Contrary to the common belief that walking 10,000 steps a day prevents weight gain, the researchers have found that it doesn’t actually prevents weight gain rather it may decrease your sedentary time.
For the findings, published in the Journal of Obesity, the research team studied 120 freshmen in the US over their first six months of college as they participated in a step-counting experiment.
“Exercise alone is not always the most effective way to lose weight, if you track steps, it might have a benefit in increasing physical activity, but our study showed it won’t translate into maintaining weight or preventing weight gain,” said study lead author Bruce Bailey from Brigham Young University in the US.

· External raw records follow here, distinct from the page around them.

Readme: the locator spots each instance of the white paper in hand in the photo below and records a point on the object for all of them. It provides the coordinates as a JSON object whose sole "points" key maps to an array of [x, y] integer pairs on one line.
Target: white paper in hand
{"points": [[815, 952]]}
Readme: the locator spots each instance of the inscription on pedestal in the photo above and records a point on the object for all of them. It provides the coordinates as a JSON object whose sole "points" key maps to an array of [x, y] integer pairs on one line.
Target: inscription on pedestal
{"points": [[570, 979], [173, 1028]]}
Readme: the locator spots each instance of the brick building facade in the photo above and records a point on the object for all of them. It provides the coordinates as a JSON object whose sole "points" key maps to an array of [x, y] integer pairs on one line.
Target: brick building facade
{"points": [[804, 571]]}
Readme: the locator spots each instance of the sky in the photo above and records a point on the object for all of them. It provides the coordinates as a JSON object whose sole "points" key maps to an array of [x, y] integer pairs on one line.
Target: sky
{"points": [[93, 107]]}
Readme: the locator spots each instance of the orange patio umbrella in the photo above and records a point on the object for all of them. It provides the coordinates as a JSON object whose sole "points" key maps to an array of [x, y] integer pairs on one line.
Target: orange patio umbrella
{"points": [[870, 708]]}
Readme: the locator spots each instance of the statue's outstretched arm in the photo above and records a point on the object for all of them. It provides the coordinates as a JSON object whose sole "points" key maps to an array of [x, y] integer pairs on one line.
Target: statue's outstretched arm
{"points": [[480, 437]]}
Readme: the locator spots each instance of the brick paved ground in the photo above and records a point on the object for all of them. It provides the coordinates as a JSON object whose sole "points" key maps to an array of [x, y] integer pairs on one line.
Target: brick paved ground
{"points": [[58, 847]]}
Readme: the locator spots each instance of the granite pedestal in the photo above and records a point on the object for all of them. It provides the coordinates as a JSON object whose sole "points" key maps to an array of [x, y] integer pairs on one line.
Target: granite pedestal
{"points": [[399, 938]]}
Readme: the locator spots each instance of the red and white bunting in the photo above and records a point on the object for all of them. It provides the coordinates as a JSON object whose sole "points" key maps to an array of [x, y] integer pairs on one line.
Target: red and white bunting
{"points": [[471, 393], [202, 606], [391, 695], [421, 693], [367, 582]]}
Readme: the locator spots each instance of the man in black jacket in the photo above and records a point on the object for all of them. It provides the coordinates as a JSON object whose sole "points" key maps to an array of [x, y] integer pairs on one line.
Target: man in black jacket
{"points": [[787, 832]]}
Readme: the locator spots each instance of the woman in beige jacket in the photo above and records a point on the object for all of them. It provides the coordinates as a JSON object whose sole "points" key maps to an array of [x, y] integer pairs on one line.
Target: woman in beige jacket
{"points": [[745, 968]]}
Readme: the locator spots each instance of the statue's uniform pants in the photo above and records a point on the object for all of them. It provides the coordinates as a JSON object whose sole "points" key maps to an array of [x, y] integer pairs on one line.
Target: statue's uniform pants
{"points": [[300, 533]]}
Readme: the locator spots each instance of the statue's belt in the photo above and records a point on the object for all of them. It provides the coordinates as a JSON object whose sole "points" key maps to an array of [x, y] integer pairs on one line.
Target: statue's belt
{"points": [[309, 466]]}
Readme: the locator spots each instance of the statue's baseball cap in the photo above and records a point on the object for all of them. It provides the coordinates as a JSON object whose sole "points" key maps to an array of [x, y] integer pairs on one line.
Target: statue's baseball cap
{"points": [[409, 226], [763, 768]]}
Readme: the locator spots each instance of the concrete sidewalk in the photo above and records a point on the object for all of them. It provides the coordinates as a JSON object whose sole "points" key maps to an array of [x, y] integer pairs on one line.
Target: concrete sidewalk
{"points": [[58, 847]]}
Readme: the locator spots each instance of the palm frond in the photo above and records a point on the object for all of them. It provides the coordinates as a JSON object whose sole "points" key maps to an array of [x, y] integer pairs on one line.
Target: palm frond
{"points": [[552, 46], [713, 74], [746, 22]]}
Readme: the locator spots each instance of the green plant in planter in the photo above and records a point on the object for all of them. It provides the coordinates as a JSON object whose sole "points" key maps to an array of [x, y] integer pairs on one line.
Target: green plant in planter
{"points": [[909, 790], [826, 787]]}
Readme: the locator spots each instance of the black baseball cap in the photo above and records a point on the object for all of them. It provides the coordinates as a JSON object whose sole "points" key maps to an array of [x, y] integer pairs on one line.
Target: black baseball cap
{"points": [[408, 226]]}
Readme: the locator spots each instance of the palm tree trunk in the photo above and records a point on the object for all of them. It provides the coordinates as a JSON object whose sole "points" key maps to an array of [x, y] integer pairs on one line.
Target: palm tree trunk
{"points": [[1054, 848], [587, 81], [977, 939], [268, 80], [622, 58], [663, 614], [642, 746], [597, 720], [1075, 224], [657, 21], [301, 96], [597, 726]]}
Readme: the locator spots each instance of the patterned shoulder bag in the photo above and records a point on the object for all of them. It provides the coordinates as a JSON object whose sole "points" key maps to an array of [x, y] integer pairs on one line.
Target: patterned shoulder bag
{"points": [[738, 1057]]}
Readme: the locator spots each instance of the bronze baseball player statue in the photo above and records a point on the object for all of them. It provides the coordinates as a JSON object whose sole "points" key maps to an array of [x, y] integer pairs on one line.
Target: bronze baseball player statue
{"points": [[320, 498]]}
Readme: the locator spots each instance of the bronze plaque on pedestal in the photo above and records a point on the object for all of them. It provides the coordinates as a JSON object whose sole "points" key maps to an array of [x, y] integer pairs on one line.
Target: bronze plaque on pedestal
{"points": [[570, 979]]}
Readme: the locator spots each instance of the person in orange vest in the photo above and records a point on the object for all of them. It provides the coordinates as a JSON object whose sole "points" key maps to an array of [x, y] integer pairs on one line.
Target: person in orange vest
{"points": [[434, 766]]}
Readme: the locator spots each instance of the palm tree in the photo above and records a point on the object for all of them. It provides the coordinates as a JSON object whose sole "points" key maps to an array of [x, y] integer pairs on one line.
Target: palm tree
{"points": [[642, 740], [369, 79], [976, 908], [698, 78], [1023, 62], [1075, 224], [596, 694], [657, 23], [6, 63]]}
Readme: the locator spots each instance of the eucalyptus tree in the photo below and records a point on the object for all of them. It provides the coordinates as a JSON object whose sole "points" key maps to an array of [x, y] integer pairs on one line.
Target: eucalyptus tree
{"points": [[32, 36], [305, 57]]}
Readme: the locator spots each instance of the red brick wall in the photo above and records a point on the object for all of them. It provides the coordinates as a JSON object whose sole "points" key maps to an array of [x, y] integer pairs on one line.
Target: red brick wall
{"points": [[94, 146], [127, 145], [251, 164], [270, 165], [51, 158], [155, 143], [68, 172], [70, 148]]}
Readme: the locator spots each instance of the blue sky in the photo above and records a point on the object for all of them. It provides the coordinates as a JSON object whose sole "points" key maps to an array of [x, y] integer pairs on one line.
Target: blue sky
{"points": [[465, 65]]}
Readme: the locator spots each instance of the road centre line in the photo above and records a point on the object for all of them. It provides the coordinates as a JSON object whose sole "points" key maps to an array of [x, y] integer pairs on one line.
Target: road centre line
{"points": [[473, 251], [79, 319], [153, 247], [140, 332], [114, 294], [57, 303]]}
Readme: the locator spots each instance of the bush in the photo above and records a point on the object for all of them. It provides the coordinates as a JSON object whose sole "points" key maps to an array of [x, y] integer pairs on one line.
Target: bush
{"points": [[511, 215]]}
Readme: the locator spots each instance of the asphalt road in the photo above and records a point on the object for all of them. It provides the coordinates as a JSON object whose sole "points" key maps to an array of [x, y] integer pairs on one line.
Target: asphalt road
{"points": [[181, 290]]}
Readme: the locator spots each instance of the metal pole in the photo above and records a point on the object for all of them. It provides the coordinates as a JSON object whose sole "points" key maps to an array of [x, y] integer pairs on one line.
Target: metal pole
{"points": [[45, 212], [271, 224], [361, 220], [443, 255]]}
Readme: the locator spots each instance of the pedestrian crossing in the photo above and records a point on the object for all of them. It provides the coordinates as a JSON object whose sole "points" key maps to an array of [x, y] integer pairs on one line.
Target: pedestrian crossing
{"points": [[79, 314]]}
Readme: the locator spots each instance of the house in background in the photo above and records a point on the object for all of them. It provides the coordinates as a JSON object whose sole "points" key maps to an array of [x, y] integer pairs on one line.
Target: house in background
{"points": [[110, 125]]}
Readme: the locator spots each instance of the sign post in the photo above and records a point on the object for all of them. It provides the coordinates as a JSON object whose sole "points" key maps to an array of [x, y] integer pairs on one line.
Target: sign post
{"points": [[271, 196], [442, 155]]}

Participants walked either 10,000, 12,500 or 15,000 steps a day, six days a week for 24 weeks, while researchers tracked their caloric intake and weight.
The goal of the study was to evaluate if progressively exceeding the recommended step count of 10,000 steps per day would minimize weight and fat gain in college freshmen students.
In the end, it didn’t matter if the students walked more than even 15,000 steps; they still gained weight.
Students in the study gained on average about 1.5 kg (roughly 3.5 lbs.) over the study period; a one to four kg average weight gain is commonly observed during the first academic year of college, according to previous studies.
Although weight was not affected by the increased steps, there was a positive impact on physical activity patterns, which “may have other emotional and health benefits,” the researchers said.
One positive outcome of the study was that sedentary time was drastically reduced in both the 12,500- and 15,000-step groups.
According to the researchers, in the 15,000-step group, sedentary time decreased by as much as 77 minutes a day.
“The biggest benefit of step recommendations is getting people out of a sedentary lifestyle. Even though it won’t prevent weight gain on its own, more steps is always better for you,” Bailey added.